Perubahan organisasional adalah tindakan beralihnya suatu
organisasi dari kondisi yang berlaku kini, ke kondisi masa yang akan dating
yang diinginkan guna meningatkan efesiensinya.
Perubahan organisasi terjadi karena adanya
perubahan-perubahan dalam berbagai variable eksternal seperti system politik,
ekonomi, teknologi, pasar, dan nilai-nilai. Kenaikan biaya dan kelangkaan
berbagai SDA, keamanan karyawan dan peraturan-peraturan anti polusi, boikot
pelanggan adalah beberapa contoh factor-faktor lingkungan yang merubah
kehidupan orang baik sebagai karyawan maupun langgganan dalam tahun-tahun
terakhir. Berbagai kekuatan eksternal dari kemajuan teknologi sampai
kegiatan-kegiatan persaingan dan perubahan pola kehidupan, dapat menekan
organisasi untuk mengubah tujuan, struktur dan metode operasinya.
A. FAKTOR-FAKTOR
PERUBAHAN
Sebuah perubahan dan pengembangan dapatlah terjadi pada
apapun dan siapapun tidak terkecuali dengan organisasi. Tidak banyak individu
atau organisasi menyukai adanya perubahan namun tidak dapat dihindari namun
harus dihadapi. Faktor perubahan terjadi karena ada 2 faktor yaitu faktor
internal dan eksternal.
1. Faktor Ekstern
Adalah penyebab perubahan yang berasal dari luar, atau sering
disebut lingkungan.

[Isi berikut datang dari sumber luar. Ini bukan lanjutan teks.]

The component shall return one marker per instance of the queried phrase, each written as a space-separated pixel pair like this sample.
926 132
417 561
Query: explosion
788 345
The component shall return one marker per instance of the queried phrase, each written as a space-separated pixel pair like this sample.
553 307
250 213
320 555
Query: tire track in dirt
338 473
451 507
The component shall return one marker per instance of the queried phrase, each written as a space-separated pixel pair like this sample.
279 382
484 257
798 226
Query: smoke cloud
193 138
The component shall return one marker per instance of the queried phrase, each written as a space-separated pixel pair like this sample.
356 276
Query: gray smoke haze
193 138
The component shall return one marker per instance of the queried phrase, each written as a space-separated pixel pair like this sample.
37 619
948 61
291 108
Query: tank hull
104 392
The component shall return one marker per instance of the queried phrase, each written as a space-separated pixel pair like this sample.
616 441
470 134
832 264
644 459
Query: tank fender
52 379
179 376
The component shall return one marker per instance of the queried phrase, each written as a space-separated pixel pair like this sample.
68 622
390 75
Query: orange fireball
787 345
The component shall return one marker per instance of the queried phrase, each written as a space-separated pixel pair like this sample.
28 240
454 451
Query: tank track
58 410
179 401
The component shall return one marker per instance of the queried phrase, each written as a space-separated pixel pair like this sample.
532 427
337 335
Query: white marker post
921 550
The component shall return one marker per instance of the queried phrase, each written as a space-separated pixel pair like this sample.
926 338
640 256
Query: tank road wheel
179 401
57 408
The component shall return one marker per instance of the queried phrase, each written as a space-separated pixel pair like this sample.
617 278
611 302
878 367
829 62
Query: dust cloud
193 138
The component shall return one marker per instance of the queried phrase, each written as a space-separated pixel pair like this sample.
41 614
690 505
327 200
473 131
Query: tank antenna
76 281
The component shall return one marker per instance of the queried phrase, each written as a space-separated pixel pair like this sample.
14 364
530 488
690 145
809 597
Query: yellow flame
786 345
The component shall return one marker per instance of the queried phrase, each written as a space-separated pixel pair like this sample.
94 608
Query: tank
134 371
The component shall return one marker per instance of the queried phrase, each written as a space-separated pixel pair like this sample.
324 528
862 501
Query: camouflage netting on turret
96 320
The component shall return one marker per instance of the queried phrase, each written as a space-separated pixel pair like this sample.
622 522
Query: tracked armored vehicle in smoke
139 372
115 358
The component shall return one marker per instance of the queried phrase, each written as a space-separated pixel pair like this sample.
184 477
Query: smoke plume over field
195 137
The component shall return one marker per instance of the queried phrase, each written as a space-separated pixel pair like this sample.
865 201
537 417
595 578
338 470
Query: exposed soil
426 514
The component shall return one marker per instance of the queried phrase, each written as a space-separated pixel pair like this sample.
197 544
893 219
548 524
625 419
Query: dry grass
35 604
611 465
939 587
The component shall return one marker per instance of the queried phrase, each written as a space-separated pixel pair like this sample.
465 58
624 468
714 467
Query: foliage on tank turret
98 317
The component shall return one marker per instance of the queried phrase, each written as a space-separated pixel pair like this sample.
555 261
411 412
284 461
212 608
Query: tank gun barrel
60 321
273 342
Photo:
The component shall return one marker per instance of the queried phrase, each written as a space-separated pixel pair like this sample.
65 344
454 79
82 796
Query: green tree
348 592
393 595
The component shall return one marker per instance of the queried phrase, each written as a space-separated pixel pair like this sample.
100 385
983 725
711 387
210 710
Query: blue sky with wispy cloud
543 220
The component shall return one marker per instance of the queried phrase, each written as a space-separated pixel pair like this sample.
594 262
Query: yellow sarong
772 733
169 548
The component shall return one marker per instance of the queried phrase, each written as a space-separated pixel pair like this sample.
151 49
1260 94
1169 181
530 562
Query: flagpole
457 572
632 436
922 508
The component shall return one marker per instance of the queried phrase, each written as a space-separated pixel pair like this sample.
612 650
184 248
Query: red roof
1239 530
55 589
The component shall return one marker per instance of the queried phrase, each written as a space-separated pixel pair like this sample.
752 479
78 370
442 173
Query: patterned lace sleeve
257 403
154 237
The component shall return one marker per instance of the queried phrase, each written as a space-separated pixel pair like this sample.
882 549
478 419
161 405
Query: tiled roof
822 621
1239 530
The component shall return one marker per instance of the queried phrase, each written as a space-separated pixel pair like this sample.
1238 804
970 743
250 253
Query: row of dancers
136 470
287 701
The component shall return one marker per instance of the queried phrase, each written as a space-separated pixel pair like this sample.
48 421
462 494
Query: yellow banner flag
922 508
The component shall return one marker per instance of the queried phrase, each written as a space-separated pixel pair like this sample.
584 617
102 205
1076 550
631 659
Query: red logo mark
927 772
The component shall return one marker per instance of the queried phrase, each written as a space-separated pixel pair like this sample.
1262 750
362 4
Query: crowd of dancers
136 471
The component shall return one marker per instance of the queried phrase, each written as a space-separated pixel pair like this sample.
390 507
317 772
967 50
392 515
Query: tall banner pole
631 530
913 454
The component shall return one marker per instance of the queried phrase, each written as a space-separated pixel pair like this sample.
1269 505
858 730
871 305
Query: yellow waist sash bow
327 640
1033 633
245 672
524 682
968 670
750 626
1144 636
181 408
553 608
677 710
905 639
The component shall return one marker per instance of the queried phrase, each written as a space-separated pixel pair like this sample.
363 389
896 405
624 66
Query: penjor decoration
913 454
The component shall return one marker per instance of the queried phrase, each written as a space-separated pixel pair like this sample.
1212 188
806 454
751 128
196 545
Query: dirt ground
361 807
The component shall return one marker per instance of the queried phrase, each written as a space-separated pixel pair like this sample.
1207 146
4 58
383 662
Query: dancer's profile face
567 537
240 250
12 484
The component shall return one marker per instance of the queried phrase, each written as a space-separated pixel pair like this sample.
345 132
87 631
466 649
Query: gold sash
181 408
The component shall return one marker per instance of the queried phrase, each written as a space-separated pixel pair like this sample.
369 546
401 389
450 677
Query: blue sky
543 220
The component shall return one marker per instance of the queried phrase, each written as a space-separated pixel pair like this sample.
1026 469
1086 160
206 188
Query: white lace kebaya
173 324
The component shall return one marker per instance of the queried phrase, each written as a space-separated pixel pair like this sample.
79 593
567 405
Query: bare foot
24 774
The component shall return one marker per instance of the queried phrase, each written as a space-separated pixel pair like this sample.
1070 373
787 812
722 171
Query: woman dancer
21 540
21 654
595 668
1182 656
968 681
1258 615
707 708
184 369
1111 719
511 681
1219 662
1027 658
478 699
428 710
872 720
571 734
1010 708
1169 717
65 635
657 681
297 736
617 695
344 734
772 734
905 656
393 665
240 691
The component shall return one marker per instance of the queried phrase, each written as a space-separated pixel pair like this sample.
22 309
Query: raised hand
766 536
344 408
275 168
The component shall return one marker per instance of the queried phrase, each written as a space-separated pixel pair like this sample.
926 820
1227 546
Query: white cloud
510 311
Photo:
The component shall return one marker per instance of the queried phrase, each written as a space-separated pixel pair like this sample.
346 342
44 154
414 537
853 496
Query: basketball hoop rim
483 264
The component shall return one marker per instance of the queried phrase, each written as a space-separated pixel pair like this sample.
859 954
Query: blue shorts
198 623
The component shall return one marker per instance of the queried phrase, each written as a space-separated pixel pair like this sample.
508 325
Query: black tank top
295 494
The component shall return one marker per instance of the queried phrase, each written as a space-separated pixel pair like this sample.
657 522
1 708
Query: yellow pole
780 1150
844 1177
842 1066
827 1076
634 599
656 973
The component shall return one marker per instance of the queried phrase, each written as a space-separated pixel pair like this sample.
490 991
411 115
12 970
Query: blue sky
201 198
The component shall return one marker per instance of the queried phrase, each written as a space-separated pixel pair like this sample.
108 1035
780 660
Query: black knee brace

Organisasi bersifat responsive terhadap perubahan yang
terjadi di lingkungannya. Oleh karena itu, jarang sekali suatu organisasi melakukan
perubahan besar tanpa adanya dorongan yang kuat dari lingkungannya. Artinya,
perubahan yang besar itu terjadi karena lingkungan menuntut seperti itu.
Beberapa penyebab perubahan organisasi yang termasuk faktor ekstern adalah
perkembangan teknologi, faktor ekonomi dan peraturan pemerintah.
2. Faktor Intern
Adalah penyebab
perubahan yang berasal dari dalam organisasi yang bersangkutan, yang dapat
berasal dari berbagai sumber antara lain:
- Problem hubungan
antar anggota
- Problem dalam proses
kerja sama
- Problem keuangan
Hubungan antar anggota
yang kurang harmonis merupakan salah satu problem yang lazim terjadi. Dibedakan
menjadi dua, yaitu: problem yang menyangkut hubungan atasan bawahan (hubungan
yang bersifat vertikal), dan problem yang menyangkut hubungan sesama anggota
yang kedudukannya setingkat (hubungan yang bersifat horizontal). Dari perubahan
tersebut tentunya akan berdampak pada beberapa perubahan dalam organisasi
tersebut, seperti perubahan sifat organisasi. Untuk menangani masalah tersebut,
haruslah organisasi tersebut menetapkan suatu tindakan atau kebijakan dan
penyesuaian diri agar sifat organisasi yang sebelumnya tidak lenyap dan
terganti. Saat terjadi perubahan struktur organisasi, haruslah tetap berpegang
teguh kepada prinsip bahwa struktur organisasi telah disusun dan di tetapkan
dengan tujuan memberikan suatu gambaran tentang berbagai hal dalam organisasi
tersebut. Dalam melakukan perubahan dalam suatu organisasi umumnya tidak
berjalan dengan begitu lancar karna terdapat beberapa hambatan dalam proses
perubahan tersebut. Hambatan tersebut umumnya terjadi dari luar atau dari
faktor ekstenal.
B. PROSES PERUBAHAN
Organisasi apapun tidak dapat menghindarkan diri dari
pengaruh daripada berbagai perubahan yang terjadi di luar organisasi. Yang
dimaksud dengan proses perubahan organisasi adalah tata urutan atau langkah
langkah dalam mewujudkan perubahan organisasi.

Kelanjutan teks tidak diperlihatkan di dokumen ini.